Ese «pequeño número» también existe en la democracia. Pero lo que debe caracterizar esta forma de vida, es la competencia abierta entre esas minorías y el otorgamiento de la decisión final a los votantes. La tendencia a la formación de pequeñas oligarquías partidarias solo puede ser corregida por la existencia de una pluralidad de oligarquías en competencia entre sí, dice Bobbio («El futuro de la democracia», pág. 77).

Alguna dirigencia parece haber olvidado el valor de esa competitividad democrática, en dos sentidos: en el plano interno, recurriendo al fraude y a la manipulación para asegurar su continuidad. En el plano externo, utilizando al pacto con los gobernantes -cualesquiera sean- como forma de participación no legitimada por la decisión popular y sólo pensada en función del interés propio. De tal manera, la competencia abierta por el poder aparece mediatizada por acuerdos tácitos o expresos que no buscan resguardar la unidad nacional, sino simplemente invocarla para impedir el cambio. Esa actitud implica, entre otras cosas, que el radicalismo acepta ser parte de un sistema de partido dominante, en el que solo cumple el papel de oposición formal no competitiva.

En la última década, el radicalismo perdió visión de la Nación como una totalidad, como una unidad integradora. Más allá de las deformaciones que ya describimos y que afectan fundamentalmente a los grandes sectores urbanos, aparece otro elemento de despolitización: la dispersión en espacios menores, –provincias o municipios. Una tendencia de esa naturaleza, a mediano plazo no le sirve ni a sus impulsores más decididos, que quedarán indefectiblemente indefensos y sometidos a los poderes concentrados del gobierno nacional o de los intereses económicos. Pero fundamentalmente, atenta contra el interés del pueblo, que necesita claridad conceptual y dirección unificada para convertirse en actor decisivo en el escenario argentino. En este fenómeno de dispersión, también influye el deterioro del pensamiento creativo y de la calidad dirigencial, que no ofrecen alternativas convocantes y coherentes. Es útil y necesario conservar los gobiernos locales, factor esencial de influencia institucional. Es lícito buscar las alianzas que sirvan a ese fin. Pero siempre a partir de un compromiso claro con la causa nacional.

El eclipse radical descompensa el sistema político, ubicándolo en zona de riesgo por falta de equilibrio interno. Los que se fueron no pueden por sí solos ocupar el espacio opositor ni actuar como contrapeso suficiente de un peronismo autoritario por tradición y de un presidente de esas mismas características por su formación y su experiencia de gobierno provincial.
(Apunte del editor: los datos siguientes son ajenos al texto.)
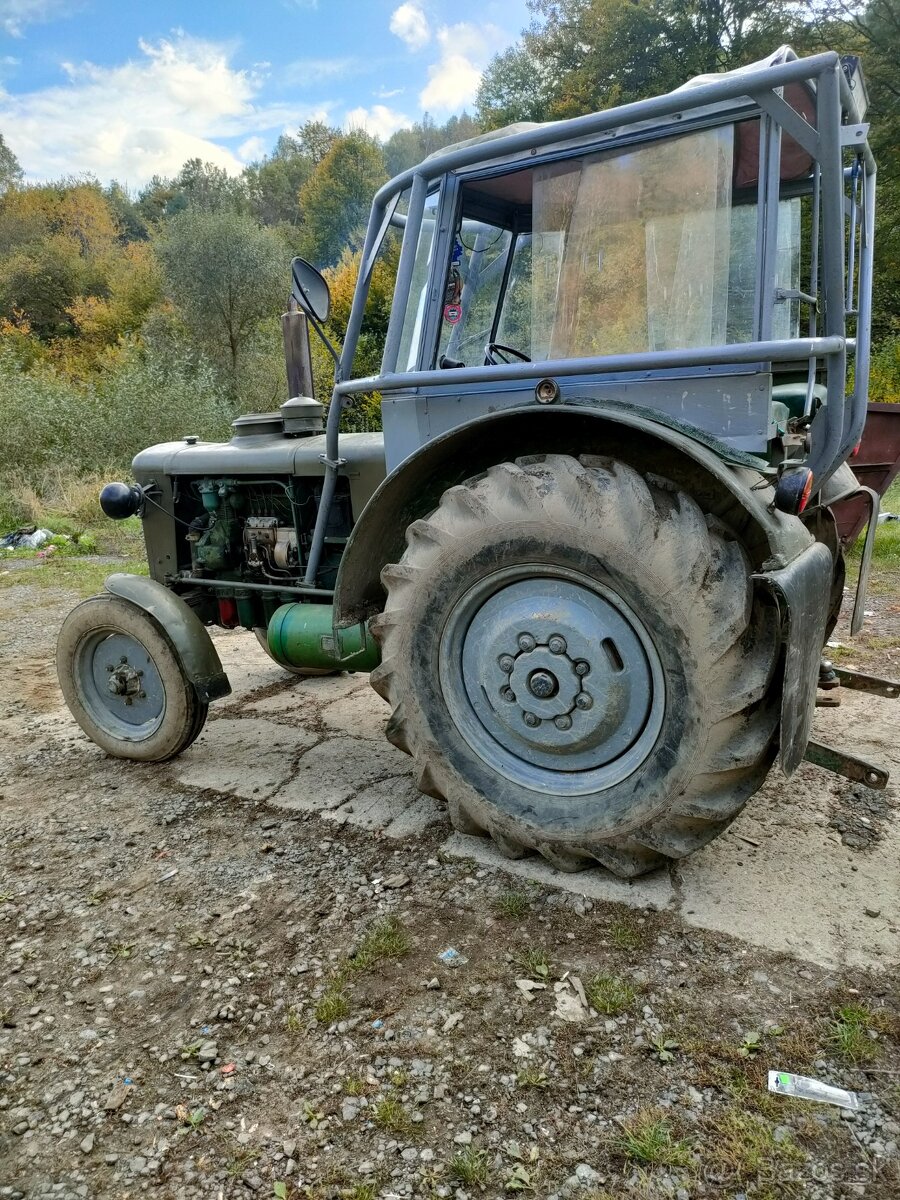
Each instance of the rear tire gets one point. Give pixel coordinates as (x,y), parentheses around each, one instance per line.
(576,660)
(124,682)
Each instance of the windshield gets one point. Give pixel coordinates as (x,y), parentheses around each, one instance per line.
(648,249)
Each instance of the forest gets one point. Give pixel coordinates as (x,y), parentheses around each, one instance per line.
(130,318)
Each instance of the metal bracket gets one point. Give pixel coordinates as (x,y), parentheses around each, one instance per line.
(853,135)
(873,684)
(846,765)
(865,562)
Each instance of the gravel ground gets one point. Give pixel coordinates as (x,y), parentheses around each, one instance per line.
(209,996)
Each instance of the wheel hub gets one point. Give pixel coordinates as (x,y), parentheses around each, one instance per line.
(557,683)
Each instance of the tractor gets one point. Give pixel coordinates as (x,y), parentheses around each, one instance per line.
(591,561)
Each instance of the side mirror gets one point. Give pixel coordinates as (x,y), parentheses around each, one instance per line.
(310,289)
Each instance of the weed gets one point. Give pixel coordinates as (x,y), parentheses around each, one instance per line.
(534,963)
(648,1138)
(331,1006)
(743,1146)
(610,995)
(849,1033)
(190,1117)
(240,1162)
(532,1077)
(391,1115)
(471,1167)
(625,935)
(750,1047)
(385,940)
(513,905)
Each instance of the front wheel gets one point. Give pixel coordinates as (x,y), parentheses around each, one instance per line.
(124,683)
(577,663)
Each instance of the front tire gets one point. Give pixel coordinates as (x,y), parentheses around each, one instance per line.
(124,683)
(577,661)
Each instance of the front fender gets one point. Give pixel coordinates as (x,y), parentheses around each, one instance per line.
(183,628)
(723,481)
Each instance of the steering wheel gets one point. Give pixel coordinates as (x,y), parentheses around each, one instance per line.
(497,348)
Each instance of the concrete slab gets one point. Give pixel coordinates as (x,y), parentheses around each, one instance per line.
(241,757)
(304,694)
(651,892)
(395,807)
(355,714)
(337,769)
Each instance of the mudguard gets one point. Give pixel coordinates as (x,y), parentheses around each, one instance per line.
(183,628)
(723,480)
(798,589)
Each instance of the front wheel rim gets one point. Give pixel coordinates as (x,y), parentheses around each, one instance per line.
(552,679)
(119,684)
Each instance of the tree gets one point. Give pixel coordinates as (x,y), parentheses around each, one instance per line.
(336,198)
(226,275)
(582,55)
(11,173)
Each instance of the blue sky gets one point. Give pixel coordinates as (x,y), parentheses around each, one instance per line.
(125,90)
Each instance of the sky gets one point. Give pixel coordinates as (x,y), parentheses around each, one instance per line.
(125,90)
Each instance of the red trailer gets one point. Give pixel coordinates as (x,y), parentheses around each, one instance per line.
(876,465)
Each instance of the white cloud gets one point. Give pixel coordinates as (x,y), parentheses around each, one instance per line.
(378,120)
(179,99)
(15,15)
(252,149)
(465,53)
(411,25)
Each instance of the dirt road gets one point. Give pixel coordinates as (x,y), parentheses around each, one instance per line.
(226,976)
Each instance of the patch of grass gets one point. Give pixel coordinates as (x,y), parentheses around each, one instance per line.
(849,1033)
(391,1115)
(385,940)
(331,1006)
(534,963)
(625,935)
(743,1147)
(513,905)
(471,1167)
(648,1138)
(610,995)
(81,575)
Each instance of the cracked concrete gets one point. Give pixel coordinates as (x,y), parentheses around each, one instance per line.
(779,877)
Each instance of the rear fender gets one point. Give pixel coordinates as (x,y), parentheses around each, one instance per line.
(183,628)
(721,480)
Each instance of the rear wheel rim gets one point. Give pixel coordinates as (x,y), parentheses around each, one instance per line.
(119,684)
(552,679)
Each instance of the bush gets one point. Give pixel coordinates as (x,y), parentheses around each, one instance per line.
(885,372)
(78,427)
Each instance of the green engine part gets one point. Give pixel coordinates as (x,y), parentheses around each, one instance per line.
(303,635)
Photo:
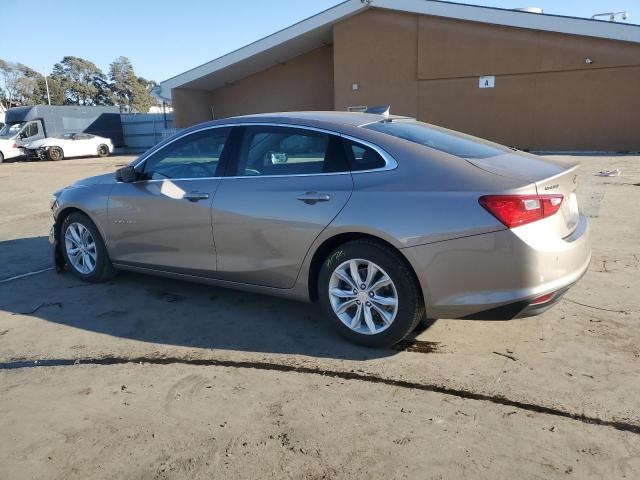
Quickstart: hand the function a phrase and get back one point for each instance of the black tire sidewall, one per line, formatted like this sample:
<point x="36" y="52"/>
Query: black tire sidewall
<point x="410" y="303"/>
<point x="102" y="261"/>
<point x="100" y="147"/>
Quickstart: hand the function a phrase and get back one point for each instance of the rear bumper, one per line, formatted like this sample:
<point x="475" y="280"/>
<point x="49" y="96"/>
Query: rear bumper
<point x="498" y="275"/>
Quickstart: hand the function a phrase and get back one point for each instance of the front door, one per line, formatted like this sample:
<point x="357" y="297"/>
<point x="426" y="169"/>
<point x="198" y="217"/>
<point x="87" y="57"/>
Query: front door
<point x="286" y="185"/>
<point x="164" y="220"/>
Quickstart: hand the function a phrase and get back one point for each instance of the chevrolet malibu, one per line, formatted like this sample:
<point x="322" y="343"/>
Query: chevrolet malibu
<point x="382" y="220"/>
De esa manera, el futuro puede oscilar entre un partido dominante que monopolice el poder y logre que oficialismo y oposición sean, en el fondo, la misma cosa, o un desorden anárquico por crisis en el peronismo y falta de instrumentos alternativos de encauzamiento y contención del conflicto.

Alguien afirmó que el poder es la capacidad de influir sobre las decisiones sociales. Tal como hoy se encuentra, la Unión Cívica Radical carece de ese tipo de poder, que no se localiza en los gobiernos provinciales o municipales -por buenos que ellos sean- porque está vinculado con la capacidad de transmitir una visión de la Nación como integridad, como proyecto colectivo.

Ya dijimos que la justificación histórica del radicalismo actual fue la reconstrucción democrática del 83. Nada sería peor que, por las inconsecuencias de hoy, termine arriesgando esa conquista.